ACTED a également doté l’école d’une petite subvention afin de permettre à ses membres de démarrer une activité rémunératrice qu’ils n’auraient pu initier autrement. L’école a décidé de construire un poulailler pouvant accueillir 150 volailles. Comme les fonds disponibles sont limités, les membres de l’école ont décidé de contribuer en nature –des briques de terre cuite pour les murs– et en travaillant gratuitement à la construction. ACTED contribuera en fournissant les grillages, la porte métallique, les poutres et la tôle du toit, et en proposant une formation vétérinaire et sur les aspects techniques de l’élevage de volailles.

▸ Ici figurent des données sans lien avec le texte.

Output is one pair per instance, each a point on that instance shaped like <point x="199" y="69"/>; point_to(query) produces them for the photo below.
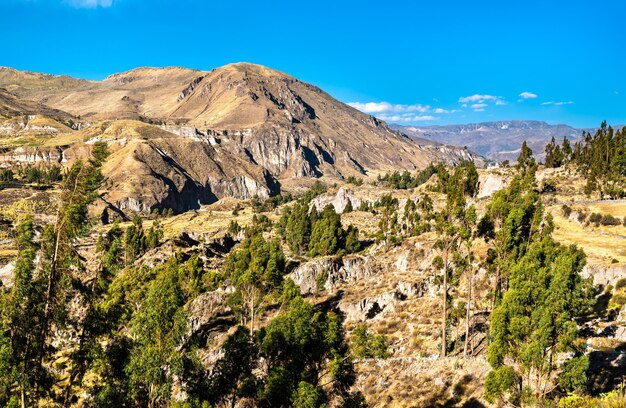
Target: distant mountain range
<point x="495" y="140"/>
<point x="179" y="138"/>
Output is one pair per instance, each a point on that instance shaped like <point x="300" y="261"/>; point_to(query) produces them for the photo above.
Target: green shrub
<point x="608" y="219"/>
<point x="366" y="345"/>
<point x="567" y="210"/>
<point x="595" y="218"/>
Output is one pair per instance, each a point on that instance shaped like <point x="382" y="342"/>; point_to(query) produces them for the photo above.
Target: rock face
<point x="234" y="131"/>
<point x="47" y="155"/>
<point x="208" y="315"/>
<point x="339" y="201"/>
<point x="604" y="275"/>
<point x="329" y="273"/>
<point x="489" y="184"/>
<point x="496" y="140"/>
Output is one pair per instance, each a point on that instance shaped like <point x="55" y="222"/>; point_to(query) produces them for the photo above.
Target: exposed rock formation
<point x="233" y="131"/>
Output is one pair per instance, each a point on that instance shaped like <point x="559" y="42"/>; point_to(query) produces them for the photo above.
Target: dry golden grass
<point x="601" y="244"/>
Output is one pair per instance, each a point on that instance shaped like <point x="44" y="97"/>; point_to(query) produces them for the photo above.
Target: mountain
<point x="495" y="140"/>
<point x="180" y="138"/>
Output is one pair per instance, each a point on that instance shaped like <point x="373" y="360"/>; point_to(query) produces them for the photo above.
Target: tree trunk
<point x="467" y="312"/>
<point x="444" y="344"/>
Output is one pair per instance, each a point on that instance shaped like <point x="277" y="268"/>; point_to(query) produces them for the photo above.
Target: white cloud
<point x="407" y="118"/>
<point x="478" y="102"/>
<point x="528" y="95"/>
<point x="479" y="107"/>
<point x="478" y="98"/>
<point x="89" y="3"/>
<point x="558" y="103"/>
<point x="386" y="107"/>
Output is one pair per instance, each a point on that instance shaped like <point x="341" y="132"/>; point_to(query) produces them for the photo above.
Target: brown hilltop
<point x="233" y="131"/>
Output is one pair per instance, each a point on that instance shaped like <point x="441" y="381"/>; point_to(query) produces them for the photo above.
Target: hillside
<point x="195" y="136"/>
<point x="496" y="140"/>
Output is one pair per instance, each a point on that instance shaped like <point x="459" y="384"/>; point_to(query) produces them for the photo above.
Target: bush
<point x="567" y="210"/>
<point x="6" y="175"/>
<point x="366" y="345"/>
<point x="499" y="382"/>
<point x="574" y="374"/>
<point x="595" y="218"/>
<point x="354" y="180"/>
<point x="608" y="219"/>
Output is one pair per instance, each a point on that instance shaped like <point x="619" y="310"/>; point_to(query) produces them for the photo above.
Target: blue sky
<point x="410" y="62"/>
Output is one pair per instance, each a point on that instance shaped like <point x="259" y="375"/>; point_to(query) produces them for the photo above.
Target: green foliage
<point x="534" y="321"/>
<point x="137" y="241"/>
<point x="158" y="327"/>
<point x="316" y="234"/>
<point x="573" y="378"/>
<point x="500" y="382"/>
<point x="602" y="159"/>
<point x="6" y="175"/>
<point x="566" y="210"/>
<point x="294" y="344"/>
<point x="307" y="396"/>
<point x="232" y="374"/>
<point x="354" y="180"/>
<point x="364" y="344"/>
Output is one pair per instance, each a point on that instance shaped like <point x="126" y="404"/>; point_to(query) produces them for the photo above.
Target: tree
<point x="327" y="236"/>
<point x="234" y="369"/>
<point x="446" y="244"/>
<point x="535" y="320"/>
<point x="367" y="345"/>
<point x="21" y="317"/>
<point x="157" y="327"/>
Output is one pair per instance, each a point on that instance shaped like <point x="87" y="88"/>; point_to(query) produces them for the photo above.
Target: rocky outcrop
<point x="604" y="275"/>
<point x="208" y="314"/>
<point x="379" y="305"/>
<point x="47" y="155"/>
<point x="489" y="183"/>
<point x="330" y="273"/>
<point x="339" y="201"/>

Encourager la solidarité au sein des communautés et le renforcement de leur autonomie

La réussite la plus frappante du groupe Abedo Aber est sans doute le succès de l’association « Village Savings and Loans Association » (VSLA) ou Association villageoise d’épargne et d’emprunt que les membres de l’école ont créé il y a six mois. Economisant entre 0,25USD et 1,50USD chacun par semaine, ils rassemblent ainsi entre 15USD et 20USD par semaine. Le groupe s’est accordé sur des prêts effectués sur ces fonds mutuels au taux d’intérêt de 10%. Jusqu’à présent, 84 prêts ont été accordés. Anyoro Abel, le président de l’association, est le premier à raconter son expérience avec VSLA. Il a acheté des produits, des haricots par exemple, à des producteurs locaux et les a revendu, générant du profit qui lui permet à la fois de rembourser son prêt dans les délais et de re-scolariser son enfant. Ekii James a connu un succès économique supérieur, avec un emprunt de 10USD qui lui a permis de fabriquer et vendre des pancakes. Après avoir remboursé son prêt, il a emprunté davantage (25USD) pour fabriquer 10 000 briques qu’il a vendu à 50 centimes l’unité pour un total de 500USD.

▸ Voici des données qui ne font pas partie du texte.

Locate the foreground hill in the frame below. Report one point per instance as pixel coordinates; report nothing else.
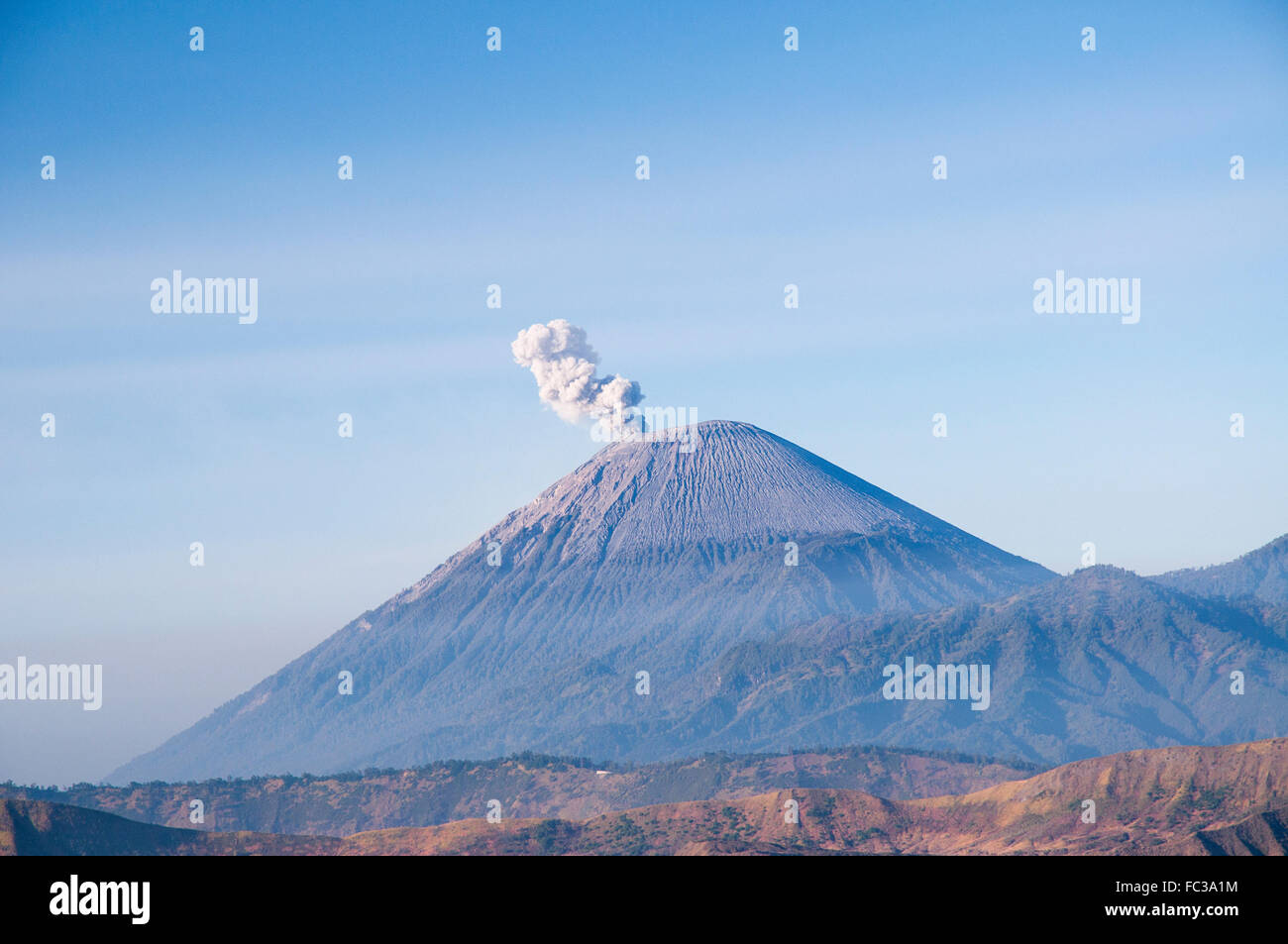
(527, 786)
(44, 828)
(1172, 801)
(1175, 801)
(653, 557)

Redynamiser l’économie locale en soutenant l’entreprenariat

Les membres de Abedo Aber ont vu leur petite épargne hebdomadaire fructifier en d’importants profits simplement en mutualisant leurs ressources. Il n’y a pas eu de transfert financier supplémentaire ; tout ce qui a été prêté provient de leur fond. Sur près de 400USD épargnés, il ne reste que 1USD dans le pot commun, tout le reste ayant été investi par les membres du groupe. Ils sont aujourd’hui demandeurs aussi bien de formations sur l’entreprenariat et que de connaissances sur les techniques commerciales et sur la manière de préserver et traiter leurs produits. Comme leurs fonds ont augmenté ils ont ouvert un compte dans une banque postale et souhaitent suivre des cours d’alphabétisation pour adultes afin de ne plus avoir à signer avec leur pouce. Ils ont de grands projets pour l’avenir alors que tout a commencé avec 25 centimes épargnés par semaine!

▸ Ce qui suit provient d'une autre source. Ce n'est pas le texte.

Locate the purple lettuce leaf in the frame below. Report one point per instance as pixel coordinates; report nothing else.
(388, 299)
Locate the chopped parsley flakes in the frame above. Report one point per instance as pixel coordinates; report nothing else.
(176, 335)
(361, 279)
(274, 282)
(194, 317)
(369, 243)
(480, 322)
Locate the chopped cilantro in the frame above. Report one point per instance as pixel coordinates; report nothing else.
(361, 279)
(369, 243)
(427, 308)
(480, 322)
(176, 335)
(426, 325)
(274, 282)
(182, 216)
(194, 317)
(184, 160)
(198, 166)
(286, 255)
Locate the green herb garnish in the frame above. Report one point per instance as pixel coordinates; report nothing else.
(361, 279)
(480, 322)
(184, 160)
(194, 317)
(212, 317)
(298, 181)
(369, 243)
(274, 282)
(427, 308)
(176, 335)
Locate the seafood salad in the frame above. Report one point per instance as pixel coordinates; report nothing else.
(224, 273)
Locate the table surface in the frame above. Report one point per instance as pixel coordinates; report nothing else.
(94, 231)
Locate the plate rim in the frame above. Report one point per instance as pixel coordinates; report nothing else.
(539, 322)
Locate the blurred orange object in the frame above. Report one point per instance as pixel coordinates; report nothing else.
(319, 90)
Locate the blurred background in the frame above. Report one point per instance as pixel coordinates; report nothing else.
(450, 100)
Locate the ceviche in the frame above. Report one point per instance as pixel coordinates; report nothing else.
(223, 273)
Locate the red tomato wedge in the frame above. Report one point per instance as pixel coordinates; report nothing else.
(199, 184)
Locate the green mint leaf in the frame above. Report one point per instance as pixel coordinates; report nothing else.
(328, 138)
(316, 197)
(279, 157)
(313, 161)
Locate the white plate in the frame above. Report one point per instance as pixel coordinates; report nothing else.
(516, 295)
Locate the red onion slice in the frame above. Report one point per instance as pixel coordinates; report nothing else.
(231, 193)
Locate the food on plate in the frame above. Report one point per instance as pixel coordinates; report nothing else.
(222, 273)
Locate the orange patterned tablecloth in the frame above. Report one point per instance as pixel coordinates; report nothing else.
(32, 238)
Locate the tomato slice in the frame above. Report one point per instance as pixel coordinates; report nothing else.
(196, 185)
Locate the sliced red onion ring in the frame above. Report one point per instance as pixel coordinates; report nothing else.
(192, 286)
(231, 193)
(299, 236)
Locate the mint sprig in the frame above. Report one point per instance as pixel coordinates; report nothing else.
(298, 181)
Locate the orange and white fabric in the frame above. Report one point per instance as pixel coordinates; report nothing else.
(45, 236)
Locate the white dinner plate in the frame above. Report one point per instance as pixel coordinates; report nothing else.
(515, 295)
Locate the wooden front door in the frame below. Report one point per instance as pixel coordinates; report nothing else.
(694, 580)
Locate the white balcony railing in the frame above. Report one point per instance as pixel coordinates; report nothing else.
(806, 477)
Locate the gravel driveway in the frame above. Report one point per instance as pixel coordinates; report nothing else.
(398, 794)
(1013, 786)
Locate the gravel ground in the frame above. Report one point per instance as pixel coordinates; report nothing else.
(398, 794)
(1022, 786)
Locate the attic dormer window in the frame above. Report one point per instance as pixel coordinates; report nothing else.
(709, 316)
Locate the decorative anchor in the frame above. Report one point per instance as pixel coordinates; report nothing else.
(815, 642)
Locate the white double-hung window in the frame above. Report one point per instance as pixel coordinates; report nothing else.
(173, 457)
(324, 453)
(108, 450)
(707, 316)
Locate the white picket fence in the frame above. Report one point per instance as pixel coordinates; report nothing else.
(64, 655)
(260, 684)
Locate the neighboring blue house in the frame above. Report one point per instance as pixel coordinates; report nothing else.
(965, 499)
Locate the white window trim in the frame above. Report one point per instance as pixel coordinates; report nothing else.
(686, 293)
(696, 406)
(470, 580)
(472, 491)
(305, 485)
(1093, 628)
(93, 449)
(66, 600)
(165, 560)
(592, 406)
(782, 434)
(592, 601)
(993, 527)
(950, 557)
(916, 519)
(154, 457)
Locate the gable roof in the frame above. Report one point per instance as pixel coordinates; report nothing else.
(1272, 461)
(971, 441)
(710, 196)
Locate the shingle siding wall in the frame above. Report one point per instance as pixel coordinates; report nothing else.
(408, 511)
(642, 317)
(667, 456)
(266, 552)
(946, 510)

L’un de ses membres, Jackson Oluga, a montré son potentiel d’entrepreneur dès le premier cycle de ce projet quand il a investi l’argent gagné dans la production groupée de maïs pour l’achat d’un bœuf. Il a depuis profité de 4 prêts assez importants de VSLA. Il a débuté son petit commerce avec un emprunt de 20USD pour faire des pancakes qu’il a ensuite augmenté pour acheter des intrants en gros et être négociant. Il a ainsi fait évoluer la valeur de son entreprise. Sa micro-entreprise s’est développée pour offrir des formations aux autres personnes. Il a eu les moyens de s’acheter un tracteur pour cultiver son jardin dans une région où presque toutes les cultures sont faites manuellement. Aujourd’hui, il voudrait être mis en lien avec une institution de microfinance de plus grande capacité pour pouvoir faire de plus gros emprunts. Son cas, comme beaucoup d’autres, montre bien comment la méthode VSLA permet de façon pertinente à ses membres d’affirmer leur indépendance et leurs compétences. ACTED en Ouganda est actuellement en train d’introduire cette méthodologie dans l’ensemble de ses programmes de subsistance en se basant sur le succès du renforcement des Ecoles Rurales Agricoles des sous-comtés de Loro et Aber.